Un savant allemand eut le privilège d’apporter un minimum de clarté à ces événements. Le fait que les sourds et les sourds-muets restaient épargnés par cette épidémie lui avait suggéré la solution tout à fait appropriée qu’il devait s’agir dans le cas présent d’un phénomène purement acoustique. Après avoir couché dans son bureau solitaire une longue étude scientifique sur le papier, il avait annoncé au moyen de quelques slogans publicitaires sa révélation prochaine lors d’une conférence publique. Au moment de son intervention, il se référa à quelques écrits religieux indiens pour ainsi dire inconnus traitant de l’apparition de cyclones provenant des astres et d’autres fluides mystérieux provoqués par la prononciation de certains mots ou encore de certaines formules secrets, interprétation qu’il appuya ensuite plus ou moins sur les expériences les plus récentes dans le domaine de la théorie des vibrations et des rayonnements. C’est dans la ville de Berlin qu’il tenait sa conférence, pour lire les longues phrases de son manuscrit il était obligé de se servir d’un porte-voix tant l’affluence du public était énorme. Il termina son mémorable exposé laconiquement en conseillant : « Allez consulter votre oto-rhino-laryngologiste, demandez-lui de vous rendre sourd et gardez-vous surtout de prononcer de mot « Amalan ». » Une seconde plus tard, aussi bien le savant lui-même que son audience s’était transformé en cônes gélatineux sans vie. Nonobstant, son manuscrit avait survécu, se faisant connaître au fil du temps, ses consignes avaient également fini par être observées, préservant ainsi l’humanité de l’extinction totale.

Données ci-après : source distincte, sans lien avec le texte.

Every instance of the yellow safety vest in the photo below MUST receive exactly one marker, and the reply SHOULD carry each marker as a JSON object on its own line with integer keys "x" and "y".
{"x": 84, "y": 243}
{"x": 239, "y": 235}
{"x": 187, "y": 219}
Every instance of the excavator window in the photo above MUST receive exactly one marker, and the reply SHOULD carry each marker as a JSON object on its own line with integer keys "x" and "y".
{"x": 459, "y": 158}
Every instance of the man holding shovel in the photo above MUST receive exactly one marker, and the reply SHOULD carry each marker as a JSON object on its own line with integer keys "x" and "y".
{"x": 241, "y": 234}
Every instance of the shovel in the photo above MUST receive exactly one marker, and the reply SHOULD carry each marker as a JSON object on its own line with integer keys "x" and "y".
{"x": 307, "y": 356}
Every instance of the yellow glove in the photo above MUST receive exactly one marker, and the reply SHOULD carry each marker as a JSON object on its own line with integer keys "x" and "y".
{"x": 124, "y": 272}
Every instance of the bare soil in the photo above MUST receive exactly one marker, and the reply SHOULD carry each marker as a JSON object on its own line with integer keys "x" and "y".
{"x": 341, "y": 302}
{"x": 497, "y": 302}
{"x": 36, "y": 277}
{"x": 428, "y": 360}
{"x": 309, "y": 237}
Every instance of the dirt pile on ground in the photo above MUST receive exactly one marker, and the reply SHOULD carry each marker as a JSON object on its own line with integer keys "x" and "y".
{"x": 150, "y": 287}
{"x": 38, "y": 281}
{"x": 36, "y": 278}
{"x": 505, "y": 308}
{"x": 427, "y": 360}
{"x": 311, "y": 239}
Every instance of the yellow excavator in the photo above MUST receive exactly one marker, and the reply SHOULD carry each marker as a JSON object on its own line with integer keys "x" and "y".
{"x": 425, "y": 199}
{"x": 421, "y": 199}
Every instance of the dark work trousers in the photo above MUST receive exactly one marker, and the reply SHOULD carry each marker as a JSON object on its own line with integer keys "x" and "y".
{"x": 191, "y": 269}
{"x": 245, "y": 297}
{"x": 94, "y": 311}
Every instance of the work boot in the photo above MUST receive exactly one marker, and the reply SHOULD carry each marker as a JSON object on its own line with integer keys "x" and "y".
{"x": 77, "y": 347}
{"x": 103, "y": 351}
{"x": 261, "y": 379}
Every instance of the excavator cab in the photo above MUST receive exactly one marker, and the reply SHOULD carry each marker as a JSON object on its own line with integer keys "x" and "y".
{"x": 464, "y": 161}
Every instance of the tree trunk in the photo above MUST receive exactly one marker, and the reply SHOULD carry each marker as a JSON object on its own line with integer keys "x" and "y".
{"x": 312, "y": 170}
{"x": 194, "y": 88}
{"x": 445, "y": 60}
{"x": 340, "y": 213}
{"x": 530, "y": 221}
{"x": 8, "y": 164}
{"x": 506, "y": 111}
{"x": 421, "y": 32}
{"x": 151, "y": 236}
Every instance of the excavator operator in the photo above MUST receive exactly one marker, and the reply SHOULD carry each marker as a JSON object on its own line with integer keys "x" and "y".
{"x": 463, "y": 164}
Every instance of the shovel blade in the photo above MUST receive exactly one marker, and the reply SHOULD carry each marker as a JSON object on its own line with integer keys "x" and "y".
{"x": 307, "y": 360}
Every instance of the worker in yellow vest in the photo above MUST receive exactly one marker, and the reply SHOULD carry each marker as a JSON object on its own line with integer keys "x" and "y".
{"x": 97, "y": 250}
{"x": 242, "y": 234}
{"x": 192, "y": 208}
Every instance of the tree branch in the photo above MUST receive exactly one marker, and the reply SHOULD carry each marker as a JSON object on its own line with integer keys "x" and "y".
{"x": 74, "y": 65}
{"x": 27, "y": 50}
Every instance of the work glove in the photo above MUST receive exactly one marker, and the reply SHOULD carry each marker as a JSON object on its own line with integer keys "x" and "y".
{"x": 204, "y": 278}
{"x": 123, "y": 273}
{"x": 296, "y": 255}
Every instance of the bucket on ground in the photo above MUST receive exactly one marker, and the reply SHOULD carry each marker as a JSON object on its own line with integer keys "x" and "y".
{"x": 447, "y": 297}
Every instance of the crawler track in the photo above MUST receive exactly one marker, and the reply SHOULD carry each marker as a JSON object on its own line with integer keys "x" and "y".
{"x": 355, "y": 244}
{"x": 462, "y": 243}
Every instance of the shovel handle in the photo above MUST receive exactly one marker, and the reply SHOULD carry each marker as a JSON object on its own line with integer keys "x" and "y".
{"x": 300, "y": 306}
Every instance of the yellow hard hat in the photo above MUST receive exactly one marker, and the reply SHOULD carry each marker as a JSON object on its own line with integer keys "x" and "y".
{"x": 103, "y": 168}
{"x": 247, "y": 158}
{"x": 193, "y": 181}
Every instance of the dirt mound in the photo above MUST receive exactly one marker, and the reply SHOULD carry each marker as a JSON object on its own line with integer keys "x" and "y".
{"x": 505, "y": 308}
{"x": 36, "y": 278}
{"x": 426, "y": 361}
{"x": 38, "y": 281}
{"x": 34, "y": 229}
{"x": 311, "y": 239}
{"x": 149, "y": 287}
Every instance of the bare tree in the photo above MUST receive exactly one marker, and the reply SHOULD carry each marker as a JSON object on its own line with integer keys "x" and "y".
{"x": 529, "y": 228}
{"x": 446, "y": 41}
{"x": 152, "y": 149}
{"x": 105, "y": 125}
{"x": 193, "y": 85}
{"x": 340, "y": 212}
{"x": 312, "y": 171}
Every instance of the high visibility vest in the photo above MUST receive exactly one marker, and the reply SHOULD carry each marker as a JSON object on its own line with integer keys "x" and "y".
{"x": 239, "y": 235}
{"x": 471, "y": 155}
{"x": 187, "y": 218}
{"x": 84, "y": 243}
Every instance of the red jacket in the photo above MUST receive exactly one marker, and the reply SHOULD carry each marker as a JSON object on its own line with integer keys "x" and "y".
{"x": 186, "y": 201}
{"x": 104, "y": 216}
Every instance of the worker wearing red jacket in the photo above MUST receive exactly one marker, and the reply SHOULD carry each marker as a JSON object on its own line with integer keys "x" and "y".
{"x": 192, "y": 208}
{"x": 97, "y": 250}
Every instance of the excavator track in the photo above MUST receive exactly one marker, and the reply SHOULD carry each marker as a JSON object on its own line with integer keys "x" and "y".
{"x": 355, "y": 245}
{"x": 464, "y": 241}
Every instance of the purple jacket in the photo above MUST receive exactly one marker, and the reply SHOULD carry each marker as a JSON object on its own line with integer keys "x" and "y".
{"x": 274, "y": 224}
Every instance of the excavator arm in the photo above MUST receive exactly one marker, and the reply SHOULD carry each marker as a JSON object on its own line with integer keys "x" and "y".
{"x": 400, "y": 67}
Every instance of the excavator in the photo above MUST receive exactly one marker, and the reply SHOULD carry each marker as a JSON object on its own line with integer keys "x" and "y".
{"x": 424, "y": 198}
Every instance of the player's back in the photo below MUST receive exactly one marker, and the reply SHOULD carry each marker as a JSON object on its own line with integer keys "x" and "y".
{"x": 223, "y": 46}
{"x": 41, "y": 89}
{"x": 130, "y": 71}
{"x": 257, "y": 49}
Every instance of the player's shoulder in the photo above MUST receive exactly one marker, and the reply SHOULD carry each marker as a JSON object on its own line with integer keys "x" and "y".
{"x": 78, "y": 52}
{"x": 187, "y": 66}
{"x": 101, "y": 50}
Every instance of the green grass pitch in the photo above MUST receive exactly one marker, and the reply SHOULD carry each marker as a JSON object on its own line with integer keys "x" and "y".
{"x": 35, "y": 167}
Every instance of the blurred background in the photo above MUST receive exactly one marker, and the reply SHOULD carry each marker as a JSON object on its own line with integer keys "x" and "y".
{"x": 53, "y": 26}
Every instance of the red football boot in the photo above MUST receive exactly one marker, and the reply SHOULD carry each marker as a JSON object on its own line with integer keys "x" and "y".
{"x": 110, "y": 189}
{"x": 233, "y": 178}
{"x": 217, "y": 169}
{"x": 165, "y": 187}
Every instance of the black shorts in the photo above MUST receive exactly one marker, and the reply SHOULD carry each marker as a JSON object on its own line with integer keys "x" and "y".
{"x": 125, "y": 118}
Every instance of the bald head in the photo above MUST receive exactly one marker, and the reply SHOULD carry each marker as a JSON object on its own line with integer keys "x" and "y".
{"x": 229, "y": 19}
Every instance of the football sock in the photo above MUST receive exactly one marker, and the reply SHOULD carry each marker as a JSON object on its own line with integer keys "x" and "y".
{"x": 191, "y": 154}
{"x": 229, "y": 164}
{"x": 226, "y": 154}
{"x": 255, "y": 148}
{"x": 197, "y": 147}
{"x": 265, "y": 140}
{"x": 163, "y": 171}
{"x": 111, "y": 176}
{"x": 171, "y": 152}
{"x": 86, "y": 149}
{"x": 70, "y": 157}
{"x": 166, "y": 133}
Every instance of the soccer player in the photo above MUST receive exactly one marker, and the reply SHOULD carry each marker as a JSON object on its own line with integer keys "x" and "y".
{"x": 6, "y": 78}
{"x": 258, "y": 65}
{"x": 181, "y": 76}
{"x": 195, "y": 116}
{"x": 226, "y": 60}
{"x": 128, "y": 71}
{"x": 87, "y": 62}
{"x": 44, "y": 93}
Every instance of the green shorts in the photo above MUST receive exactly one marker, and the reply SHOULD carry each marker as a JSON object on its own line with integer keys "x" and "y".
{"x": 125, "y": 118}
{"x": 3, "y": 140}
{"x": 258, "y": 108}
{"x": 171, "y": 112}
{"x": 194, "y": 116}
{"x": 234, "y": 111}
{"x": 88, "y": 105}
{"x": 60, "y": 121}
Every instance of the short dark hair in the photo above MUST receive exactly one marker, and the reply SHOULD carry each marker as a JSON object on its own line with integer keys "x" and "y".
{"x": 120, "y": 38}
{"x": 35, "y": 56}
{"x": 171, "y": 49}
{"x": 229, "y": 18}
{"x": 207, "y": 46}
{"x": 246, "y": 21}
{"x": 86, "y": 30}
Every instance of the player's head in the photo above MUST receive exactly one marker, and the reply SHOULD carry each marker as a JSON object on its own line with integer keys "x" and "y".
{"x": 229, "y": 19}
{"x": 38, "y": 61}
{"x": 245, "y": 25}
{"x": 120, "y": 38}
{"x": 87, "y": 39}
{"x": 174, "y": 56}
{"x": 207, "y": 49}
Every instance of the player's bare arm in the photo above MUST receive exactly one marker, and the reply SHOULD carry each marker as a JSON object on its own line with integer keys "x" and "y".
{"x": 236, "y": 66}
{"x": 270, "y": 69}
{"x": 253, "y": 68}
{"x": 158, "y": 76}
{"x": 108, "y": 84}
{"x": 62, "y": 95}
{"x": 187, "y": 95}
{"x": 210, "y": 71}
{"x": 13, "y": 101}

Quelques décennies plus tard, nous sommes en 1950, une toute nouvelle génération de sourds-muets peuple le globe terrestre. Les habitudes et les mœurs ont changé, le statut social et la propriété ont également été profondément modifiés. C’est un oto-rhino-laryngologiste qui règne désormais sur le monde. Les partitions musicales ont été reléguées aux oubliettes en même temps que les préceptes alchimistes du Moyen-âge. Mozart, Beethoven et Wagner sont devenus des objets de dérision comme le furent jadis Albert le Grand et Paracelse. Dans les cabinets de torture de certains musées, quelques pianos poussiéreux parviennent parfois encore à grincer de leurs vieilles dents.

Postface de l’auteur : Le vénérable lecteur est prié de s’abstenir de prononcer le mot « Amalan »à haute voix.